Reaching the ridge between the two canyons was a victory for the class, and the thrill of achievement combined with the view made the moment memorable for Melissa:
After a few scrapes, we finally made it over the saddle. How beautiful! I just imagined being a pioneer, being the first to mount this peak and see the washes twist in and out of the raised plateaus and spires. I obviously wasn’t the only one to think it because shortly a chorus of “Come, Come Ye Saints” had arisen. We all sat in a group, bonded by the words, captivated by the vision before us.
The hike out was as strenuous as the hike in, and the experience took its toll on the students. After it was all over, Lane Anderson reflected on her weekend:
I get away for a weekend so that I can walk through five miles of cactus and sand—sand that is until I have to walk barefoot through a creekbed that is the pleasant temperature of glacial runoff, then of course the creekbed is covered with sharp rocks. I sleep on a quarter-inch-thick strip of plastic that has all the warmth and comfort of, well, a quarter-inch-thick strip of plastic. I live off Triscuits and rubbery cheese and wait for table scraps from Melba [who packed in vegetables and meat to make stir-fry]. I hike—make that scale—a ridge wearing a pack that is roughly half my body weight and reduces my movability to where if I really strain, I can lean over and see my feet. I am then rewarded by a five-mile wash that has all the tumbleweed and rock-wall splendor that I enjoyed the mile before, the mile before, and the mile before. This is what I do in my leisure time? I’m gonna wear out if I don’t get back to work.
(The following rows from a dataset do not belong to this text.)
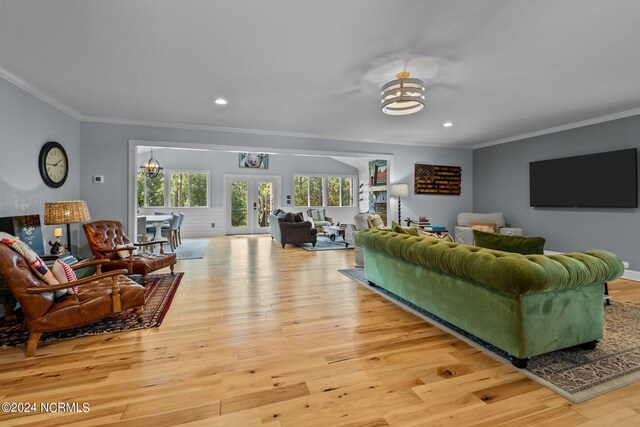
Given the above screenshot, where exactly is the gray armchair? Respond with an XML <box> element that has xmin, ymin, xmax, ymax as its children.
<box><xmin>454</xmin><ymin>213</ymin><xmax>523</xmax><ymax>245</ymax></box>
<box><xmin>306</xmin><ymin>208</ymin><xmax>333</xmax><ymax>234</ymax></box>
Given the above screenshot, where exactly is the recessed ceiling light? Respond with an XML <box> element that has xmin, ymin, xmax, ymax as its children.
<box><xmin>214</xmin><ymin>98</ymin><xmax>228</xmax><ymax>105</ymax></box>
<box><xmin>443</xmin><ymin>121</ymin><xmax>453</xmax><ymax>127</ymax></box>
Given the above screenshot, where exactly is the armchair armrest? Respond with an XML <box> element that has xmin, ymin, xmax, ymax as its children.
<box><xmin>71</xmin><ymin>259</ymin><xmax>111</xmax><ymax>275</ymax></box>
<box><xmin>134</xmin><ymin>239</ymin><xmax>167</xmax><ymax>254</ymax></box>
<box><xmin>133</xmin><ymin>239</ymin><xmax>167</xmax><ymax>246</ymax></box>
<box><xmin>345</xmin><ymin>225</ymin><xmax>359</xmax><ymax>245</ymax></box>
<box><xmin>27</xmin><ymin>269</ymin><xmax>129</xmax><ymax>293</ymax></box>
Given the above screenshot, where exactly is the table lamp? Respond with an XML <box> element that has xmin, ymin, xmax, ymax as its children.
<box><xmin>389</xmin><ymin>183</ymin><xmax>410</xmax><ymax>224</ymax></box>
<box><xmin>44</xmin><ymin>200</ymin><xmax>91</xmax><ymax>256</ymax></box>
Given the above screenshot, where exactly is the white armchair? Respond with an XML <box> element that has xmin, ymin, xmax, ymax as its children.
<box><xmin>454</xmin><ymin>213</ymin><xmax>523</xmax><ymax>245</ymax></box>
<box><xmin>345</xmin><ymin>213</ymin><xmax>381</xmax><ymax>267</ymax></box>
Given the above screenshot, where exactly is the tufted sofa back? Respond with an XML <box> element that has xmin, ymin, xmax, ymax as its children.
<box><xmin>83</xmin><ymin>220</ymin><xmax>132</xmax><ymax>260</ymax></box>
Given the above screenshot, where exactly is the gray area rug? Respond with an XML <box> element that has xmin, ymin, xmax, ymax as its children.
<box><xmin>163</xmin><ymin>239</ymin><xmax>209</xmax><ymax>260</ymax></box>
<box><xmin>339</xmin><ymin>267</ymin><xmax>640</xmax><ymax>403</ymax></box>
<box><xmin>297</xmin><ymin>235</ymin><xmax>353</xmax><ymax>251</ymax></box>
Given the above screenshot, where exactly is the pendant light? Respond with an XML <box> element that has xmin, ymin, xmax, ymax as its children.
<box><xmin>140</xmin><ymin>148</ymin><xmax>163</xmax><ymax>179</ymax></box>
The next week we returned to campus, sore but rejuvenated. The students talked excitedly about their trip; the essays they wrote brimmed with this excitement. Even our text, a collection of natural-history essays, was interpreted with new understanding of the importance of the earth. We were all stretched in body, mind, and spirit.
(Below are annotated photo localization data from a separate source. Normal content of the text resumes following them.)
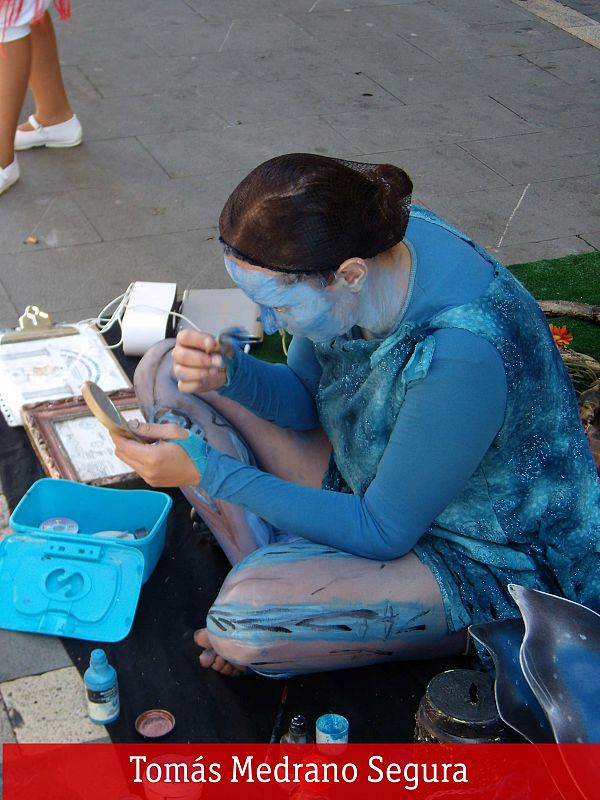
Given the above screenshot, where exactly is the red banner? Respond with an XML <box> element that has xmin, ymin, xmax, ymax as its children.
<box><xmin>2</xmin><ymin>743</ymin><xmax>599</xmax><ymax>799</ymax></box>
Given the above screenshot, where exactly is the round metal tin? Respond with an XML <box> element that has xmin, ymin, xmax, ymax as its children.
<box><xmin>40</xmin><ymin>516</ymin><xmax>79</xmax><ymax>534</ymax></box>
<box><xmin>135</xmin><ymin>708</ymin><xmax>175</xmax><ymax>738</ymax></box>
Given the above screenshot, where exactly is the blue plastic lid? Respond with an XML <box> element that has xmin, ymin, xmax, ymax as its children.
<box><xmin>0</xmin><ymin>533</ymin><xmax>145</xmax><ymax>642</ymax></box>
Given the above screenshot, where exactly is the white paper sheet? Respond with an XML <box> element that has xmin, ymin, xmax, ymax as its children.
<box><xmin>0</xmin><ymin>324</ymin><xmax>131</xmax><ymax>426</ymax></box>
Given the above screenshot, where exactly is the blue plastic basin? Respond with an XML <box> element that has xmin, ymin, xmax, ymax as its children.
<box><xmin>10</xmin><ymin>479</ymin><xmax>172</xmax><ymax>583</ymax></box>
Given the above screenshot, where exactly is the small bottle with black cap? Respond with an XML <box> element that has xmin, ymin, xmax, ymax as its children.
<box><xmin>280</xmin><ymin>714</ymin><xmax>313</xmax><ymax>743</ymax></box>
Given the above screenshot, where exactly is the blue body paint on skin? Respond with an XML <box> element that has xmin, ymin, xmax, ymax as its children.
<box><xmin>225</xmin><ymin>247</ymin><xmax>412</xmax><ymax>342</ymax></box>
<box><xmin>225</xmin><ymin>257</ymin><xmax>359</xmax><ymax>343</ymax></box>
<box><xmin>168</xmin><ymin>431</ymin><xmax>210</xmax><ymax>475</ymax></box>
<box><xmin>207</xmin><ymin>600</ymin><xmax>435</xmax><ymax>644</ymax></box>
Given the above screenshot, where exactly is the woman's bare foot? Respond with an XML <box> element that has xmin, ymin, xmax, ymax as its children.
<box><xmin>194</xmin><ymin>628</ymin><xmax>245</xmax><ymax>677</ymax></box>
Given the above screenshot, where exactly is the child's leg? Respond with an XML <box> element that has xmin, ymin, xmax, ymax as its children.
<box><xmin>18</xmin><ymin>11</ymin><xmax>72</xmax><ymax>130</ymax></box>
<box><xmin>0</xmin><ymin>34</ymin><xmax>31</xmax><ymax>167</ymax></box>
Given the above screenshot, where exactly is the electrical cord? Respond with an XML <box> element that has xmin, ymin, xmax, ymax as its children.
<box><xmin>71</xmin><ymin>286</ymin><xmax>255</xmax><ymax>353</ymax></box>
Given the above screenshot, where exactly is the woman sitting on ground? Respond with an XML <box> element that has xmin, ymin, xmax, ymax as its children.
<box><xmin>112</xmin><ymin>154</ymin><xmax>600</xmax><ymax>678</ymax></box>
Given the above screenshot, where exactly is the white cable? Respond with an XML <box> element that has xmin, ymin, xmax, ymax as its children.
<box><xmin>62</xmin><ymin>284</ymin><xmax>255</xmax><ymax>350</ymax></box>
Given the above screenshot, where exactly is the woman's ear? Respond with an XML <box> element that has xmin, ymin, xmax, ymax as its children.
<box><xmin>336</xmin><ymin>258</ymin><xmax>368</xmax><ymax>291</ymax></box>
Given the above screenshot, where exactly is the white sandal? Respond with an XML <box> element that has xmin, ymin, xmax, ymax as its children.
<box><xmin>14</xmin><ymin>114</ymin><xmax>83</xmax><ymax>150</ymax></box>
<box><xmin>0</xmin><ymin>158</ymin><xmax>20</xmax><ymax>197</ymax></box>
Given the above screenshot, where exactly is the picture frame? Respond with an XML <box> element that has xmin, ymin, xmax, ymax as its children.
<box><xmin>21</xmin><ymin>390</ymin><xmax>145</xmax><ymax>487</ymax></box>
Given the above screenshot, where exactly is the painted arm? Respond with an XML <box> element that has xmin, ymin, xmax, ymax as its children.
<box><xmin>200</xmin><ymin>330</ymin><xmax>507</xmax><ymax>559</ymax></box>
<box><xmin>217</xmin><ymin>335</ymin><xmax>322</xmax><ymax>430</ymax></box>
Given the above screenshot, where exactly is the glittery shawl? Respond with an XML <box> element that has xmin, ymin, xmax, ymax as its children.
<box><xmin>314</xmin><ymin>208</ymin><xmax>600</xmax><ymax>632</ymax></box>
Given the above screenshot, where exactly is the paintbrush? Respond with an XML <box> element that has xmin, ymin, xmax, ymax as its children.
<box><xmin>211</xmin><ymin>326</ymin><xmax>251</xmax><ymax>359</ymax></box>
<box><xmin>269</xmin><ymin>684</ymin><xmax>289</xmax><ymax>744</ymax></box>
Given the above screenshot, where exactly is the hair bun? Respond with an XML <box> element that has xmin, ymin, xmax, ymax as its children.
<box><xmin>220</xmin><ymin>154</ymin><xmax>413</xmax><ymax>274</ymax></box>
<box><xmin>361</xmin><ymin>163</ymin><xmax>413</xmax><ymax>254</ymax></box>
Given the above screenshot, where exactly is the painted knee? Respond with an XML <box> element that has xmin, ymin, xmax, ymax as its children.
<box><xmin>205</xmin><ymin>575</ymin><xmax>284</xmax><ymax>671</ymax></box>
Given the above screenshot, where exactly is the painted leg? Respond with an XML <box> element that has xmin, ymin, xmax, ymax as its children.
<box><xmin>202</xmin><ymin>541</ymin><xmax>467</xmax><ymax>677</ymax></box>
<box><xmin>199</xmin><ymin>389</ymin><xmax>331</xmax><ymax>488</ymax></box>
<box><xmin>135</xmin><ymin>340</ymin><xmax>271</xmax><ymax>565</ymax></box>
<box><xmin>18</xmin><ymin>12</ymin><xmax>73</xmax><ymax>130</ymax></box>
<box><xmin>133</xmin><ymin>340</ymin><xmax>330</xmax><ymax>565</ymax></box>
<box><xmin>0</xmin><ymin>34</ymin><xmax>31</xmax><ymax>168</ymax></box>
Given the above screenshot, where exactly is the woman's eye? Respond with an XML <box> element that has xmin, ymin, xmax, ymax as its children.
<box><xmin>274</xmin><ymin>307</ymin><xmax>289</xmax><ymax>313</ymax></box>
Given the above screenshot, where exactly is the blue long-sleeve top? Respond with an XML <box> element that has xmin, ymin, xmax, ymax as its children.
<box><xmin>200</xmin><ymin>214</ymin><xmax>508</xmax><ymax>560</ymax></box>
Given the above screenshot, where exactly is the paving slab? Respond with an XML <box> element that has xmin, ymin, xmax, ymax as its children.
<box><xmin>290</xmin><ymin>4</ymin><xmax>583</xmax><ymax>58</ymax></box>
<box><xmin>195</xmin><ymin>72</ymin><xmax>403</xmax><ymax>126</ymax></box>
<box><xmin>78</xmin><ymin>45</ymin><xmax>348</xmax><ymax>100</ymax></box>
<box><xmin>0</xmin><ymin>631</ymin><xmax>72</xmax><ymax>683</ymax></box>
<box><xmin>0</xmin><ymin>666</ymin><xmax>107</xmax><ymax>743</ymax></box>
<box><xmin>290</xmin><ymin>4</ymin><xmax>437</xmax><ymax>44</ymax></box>
<box><xmin>519</xmin><ymin>0</ymin><xmax>598</xmax><ymax>28</ymax></box>
<box><xmin>186</xmin><ymin>0</ymin><xmax>420</xmax><ymax>19</ymax></box>
<box><xmin>490</xmin><ymin>80</ymin><xmax>600</xmax><ymax>127</ymax></box>
<box><xmin>138</xmin><ymin>116</ymin><xmax>360</xmax><ymax>178</ymax></box>
<box><xmin>524</xmin><ymin>45</ymin><xmax>600</xmax><ymax>84</ymax></box>
<box><xmin>13</xmin><ymin>138</ymin><xmax>170</xmax><ymax>196</ymax></box>
<box><xmin>461</xmin><ymin>124</ymin><xmax>600</xmax><ymax>183</ymax></box>
<box><xmin>56</xmin><ymin>21</ymin><xmax>159</xmax><ymax>65</ymax></box>
<box><xmin>0</xmin><ymin>232</ymin><xmax>231</xmax><ymax>317</ymax></box>
<box><xmin>0</xmin><ymin>192</ymin><xmax>101</xmax><ymax>256</ymax></box>
<box><xmin>427</xmin><ymin>174</ymin><xmax>600</xmax><ymax>248</ymax></box>
<box><xmin>78</xmin><ymin>54</ymin><xmax>213</xmax><ymax>99</ymax></box>
<box><xmin>330</xmin><ymin>33</ymin><xmax>438</xmax><ymax>75</ymax></box>
<box><xmin>0</xmin><ymin>695</ymin><xmax>17</xmax><ymax>767</ymax></box>
<box><xmin>0</xmin><ymin>284</ymin><xmax>17</xmax><ymax>331</ymax></box>
<box><xmin>58</xmin><ymin>65</ymin><xmax>103</xmax><ymax>102</ymax></box>
<box><xmin>517</xmin><ymin>0</ymin><xmax>600</xmax><ymax>30</ymax></box>
<box><xmin>561</xmin><ymin>0</ymin><xmax>600</xmax><ymax>21</ymax></box>
<box><xmin>324</xmin><ymin>95</ymin><xmax>541</xmax><ymax>154</ymax></box>
<box><xmin>489</xmin><ymin>235</ymin><xmax>597</xmax><ymax>265</ymax></box>
<box><xmin>416</xmin><ymin>17</ymin><xmax>587</xmax><ymax>60</ymax></box>
<box><xmin>137</xmin><ymin>14</ymin><xmax>316</xmax><ymax>57</ymax></box>
<box><xmin>361</xmin><ymin>144</ymin><xmax>511</xmax><ymax>194</ymax></box>
<box><xmin>427</xmin><ymin>0</ymin><xmax>535</xmax><ymax>25</ymax></box>
<box><xmin>580</xmin><ymin>231</ymin><xmax>600</xmax><ymax>249</ymax></box>
<box><xmin>70</xmin><ymin>169</ymin><xmax>248</xmax><ymax>242</ymax></box>
<box><xmin>67</xmin><ymin>0</ymin><xmax>202</xmax><ymax>31</ymax></box>
<box><xmin>58</xmin><ymin>92</ymin><xmax>226</xmax><ymax>142</ymax></box>
<box><xmin>365</xmin><ymin>53</ymin><xmax>566</xmax><ymax>105</ymax></box>
<box><xmin>563</xmin><ymin>23</ymin><xmax>600</xmax><ymax>47</ymax></box>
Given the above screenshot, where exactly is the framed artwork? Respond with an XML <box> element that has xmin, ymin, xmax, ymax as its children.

Through their meditations in the mountains for Wilderness Writing, students begin to see the natural world differently, but more important they learn to see themselves differently. The act of writing helps them translate physical challenges into emotional and spiritual growth. Mal Richardson, a humanities major, had just come to Utah from sea level when we ascended Mt. Nebo. Through writing in his journal, Mal felt the arduous climb and euphoria twice—once as raw experience and once in the larger narrative of his life:
After two hours of hard hiking I came to the last ascent leading to the peak. My lungs burned and my nostrils flared and froze at the bite of the cold air. . . . I nearly wished death upon my pitiful body; it had given up. The beauty and serenity of the green forest filled with soaring pines lost its magic as I trudged forward and upward gasping for air. I guess it was my pride that kept me going. I reached the summit. It was covered in white clouds; I was within the clouds and all alone. No—not completely alone. There was a single songbird that sang clear and sublime. Maybe I had died and this was heaven. I prayed on top of that mountain and thanked God for the beauty and the pain. I now think back to those trips with Dad to Yosemite. I miss them. I believe I will take my boys on backpacking trips to Yosemite—or maybe even Nebo.